Computational modeling of intra-ventricular hemodynamics and left ventricle thrombosis

Left ventricular thrombosis (LVT) poses a significant risk factor for systemic thromboembolism after myocardial infarction. Post-infarction remodeling can permanently affect the ventricular wall's contractility leading to ventricular dysfunction. Abnormal intra-ventricular hemodynamics resulting from ventricular dysfunction combined with increased hypercoagulability can induce a procoagulant state in the ventricle, increasing the risk for LVT. Despite advancements in cardiovascular medicine, diagnosing, preventing, and treating LVT remains challenging.
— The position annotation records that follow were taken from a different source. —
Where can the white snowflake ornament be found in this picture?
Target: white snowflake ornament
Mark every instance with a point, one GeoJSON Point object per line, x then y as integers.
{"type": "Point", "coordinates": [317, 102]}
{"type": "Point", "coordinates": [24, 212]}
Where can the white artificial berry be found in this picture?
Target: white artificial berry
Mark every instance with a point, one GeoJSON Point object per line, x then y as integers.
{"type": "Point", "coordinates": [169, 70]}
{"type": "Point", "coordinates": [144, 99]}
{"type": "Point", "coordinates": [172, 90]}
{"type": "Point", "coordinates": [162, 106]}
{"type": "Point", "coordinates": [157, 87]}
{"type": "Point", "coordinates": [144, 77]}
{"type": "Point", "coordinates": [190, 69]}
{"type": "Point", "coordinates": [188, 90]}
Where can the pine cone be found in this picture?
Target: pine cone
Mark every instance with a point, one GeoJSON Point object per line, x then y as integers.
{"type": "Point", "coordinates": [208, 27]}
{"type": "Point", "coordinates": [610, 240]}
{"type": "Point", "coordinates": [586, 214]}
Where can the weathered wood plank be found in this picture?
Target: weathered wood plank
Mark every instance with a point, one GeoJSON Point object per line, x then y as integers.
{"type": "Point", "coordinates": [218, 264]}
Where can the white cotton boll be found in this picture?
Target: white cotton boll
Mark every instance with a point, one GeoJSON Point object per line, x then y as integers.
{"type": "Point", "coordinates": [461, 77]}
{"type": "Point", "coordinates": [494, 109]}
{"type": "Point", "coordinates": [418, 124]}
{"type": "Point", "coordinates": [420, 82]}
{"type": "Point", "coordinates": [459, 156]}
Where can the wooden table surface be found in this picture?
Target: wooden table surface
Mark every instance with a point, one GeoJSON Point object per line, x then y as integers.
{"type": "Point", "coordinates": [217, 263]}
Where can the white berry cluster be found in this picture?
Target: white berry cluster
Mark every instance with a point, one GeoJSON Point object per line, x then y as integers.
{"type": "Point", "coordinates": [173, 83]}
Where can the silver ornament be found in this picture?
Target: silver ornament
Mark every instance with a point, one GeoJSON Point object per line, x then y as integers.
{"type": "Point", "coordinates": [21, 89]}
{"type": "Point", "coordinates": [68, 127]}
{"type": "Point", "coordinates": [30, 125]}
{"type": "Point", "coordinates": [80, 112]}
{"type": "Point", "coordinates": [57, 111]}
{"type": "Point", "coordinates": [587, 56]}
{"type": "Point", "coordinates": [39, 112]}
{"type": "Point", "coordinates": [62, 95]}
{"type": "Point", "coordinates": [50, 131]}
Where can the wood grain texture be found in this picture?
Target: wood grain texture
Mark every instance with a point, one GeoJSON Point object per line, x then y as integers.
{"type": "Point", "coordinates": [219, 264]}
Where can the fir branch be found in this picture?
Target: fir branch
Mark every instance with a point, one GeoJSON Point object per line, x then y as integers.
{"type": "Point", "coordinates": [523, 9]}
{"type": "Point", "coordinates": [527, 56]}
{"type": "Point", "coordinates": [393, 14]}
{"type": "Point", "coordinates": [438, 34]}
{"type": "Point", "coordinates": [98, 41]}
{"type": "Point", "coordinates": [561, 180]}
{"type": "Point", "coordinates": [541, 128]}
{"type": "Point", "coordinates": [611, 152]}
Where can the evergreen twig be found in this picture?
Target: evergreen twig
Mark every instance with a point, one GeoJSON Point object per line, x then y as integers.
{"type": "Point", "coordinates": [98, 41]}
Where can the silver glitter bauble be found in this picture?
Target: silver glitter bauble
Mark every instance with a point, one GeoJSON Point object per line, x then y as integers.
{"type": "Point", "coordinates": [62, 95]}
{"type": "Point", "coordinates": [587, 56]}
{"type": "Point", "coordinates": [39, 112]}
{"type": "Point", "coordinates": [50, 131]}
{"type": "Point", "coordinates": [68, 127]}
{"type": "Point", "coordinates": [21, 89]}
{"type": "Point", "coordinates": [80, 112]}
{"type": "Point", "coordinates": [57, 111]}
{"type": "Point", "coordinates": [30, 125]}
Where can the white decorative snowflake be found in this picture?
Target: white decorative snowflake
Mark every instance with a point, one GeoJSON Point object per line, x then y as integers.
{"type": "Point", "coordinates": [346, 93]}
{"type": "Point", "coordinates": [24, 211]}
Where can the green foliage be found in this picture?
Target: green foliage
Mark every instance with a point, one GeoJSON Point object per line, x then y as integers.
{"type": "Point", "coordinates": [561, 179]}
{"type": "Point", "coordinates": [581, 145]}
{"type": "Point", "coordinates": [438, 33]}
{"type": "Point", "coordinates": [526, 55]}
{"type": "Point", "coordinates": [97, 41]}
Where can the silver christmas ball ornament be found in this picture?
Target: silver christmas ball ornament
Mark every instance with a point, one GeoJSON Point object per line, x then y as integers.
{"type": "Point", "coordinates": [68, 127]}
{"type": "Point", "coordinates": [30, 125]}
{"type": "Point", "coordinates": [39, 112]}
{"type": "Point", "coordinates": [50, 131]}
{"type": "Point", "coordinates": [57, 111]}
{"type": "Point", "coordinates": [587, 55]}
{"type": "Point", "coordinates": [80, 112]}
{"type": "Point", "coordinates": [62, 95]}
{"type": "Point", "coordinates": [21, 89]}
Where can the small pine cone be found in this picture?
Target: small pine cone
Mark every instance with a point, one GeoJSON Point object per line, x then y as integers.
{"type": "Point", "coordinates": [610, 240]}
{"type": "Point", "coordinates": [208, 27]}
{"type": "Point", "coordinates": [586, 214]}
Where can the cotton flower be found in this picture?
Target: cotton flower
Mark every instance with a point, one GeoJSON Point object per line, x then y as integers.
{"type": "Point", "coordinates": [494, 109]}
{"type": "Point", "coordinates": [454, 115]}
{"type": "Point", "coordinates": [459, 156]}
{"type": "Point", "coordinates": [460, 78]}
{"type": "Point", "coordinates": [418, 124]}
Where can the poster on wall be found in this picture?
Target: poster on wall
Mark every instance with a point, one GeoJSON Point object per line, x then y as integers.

Computational fluid dynamic simulations offer a promising avenue to investigate intra-ventricular hemodynamics and LVT. We employ fluid-structure interaction methods informed by cine MRI data to compute intra-ventricular flows. Image registration allows us to capture ventricular wall displacement enabling the dynamic simulation of the ventricular flows. Based on the computed flow field, we perform reaction-advection-diffusion simulations to quantify the activation and transport of platelets and agonists. We simulate various post-infarction remodeling scenarios to examine the impact of ventricle infarction size and location on intra-ventricular hemodynamics and transport and their role in LVT development. The insights obtained from these simulations may help improve the early detection and management of LVT.